How Long is a Long Time?

Time is of course subjective, it flows fast when you are having a good time and slow when you are waiting for something or having a not so good time. But what is a really long time? We are starting to put some long time frame events in a definitive timetable.

One long-term way of thinking is in terms of Russian astronomer Kardashev's Type I, II & II societies. Type I societies have fully harnessed all forms of their planetary energy including volcanoes, earthquakes, weather, hydrothermal vents, etc. We are currently a Type 0.7 society. Michio Kaku, talking about his new book, Parallel Worlds, thinks we are about 100 years from becoming a Type I society, as compared with Freeman Dyson suggesting a few years ago that we are 200 years away. No doubt the 2004 tsunami may help hasten the speed to a Type I society.
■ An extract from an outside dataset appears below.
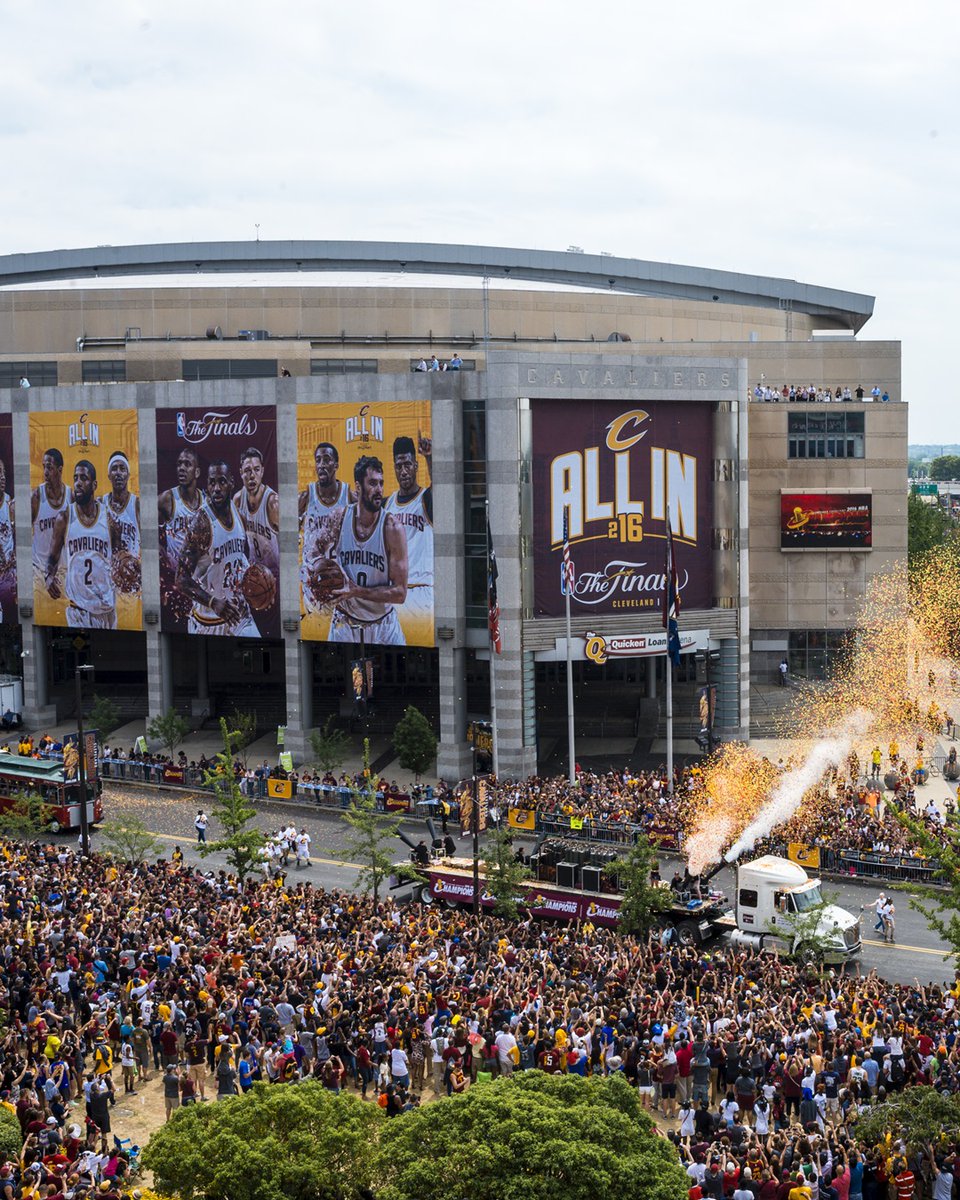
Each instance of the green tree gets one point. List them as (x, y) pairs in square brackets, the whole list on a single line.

Other long-dated events on the horizon include:
-5 billion years to the engulfment of Earth by the sun
-10 billion years to the Andromeda galaxy collision w/ the Milky Way
-x billion/trillion+(?) years to the heat death of the universe when the accelerated expansion of the universe has driven all of the heat out

These events imply that human intelligence must take action to survive, first to get off Earth, then to get out of the galaxy and finally to get out of this universe. Or we could learn to control these events or manage around them such as by learning to live without heat/make heat unconventionally w/ dark matter/energy, better understand and manipulate physics, etc.

It seems likely that science will lead us to achieve these survival outcomes as a byproduct of other goals and imperatives occurring first.

One or more singularities may also supersede the timetable.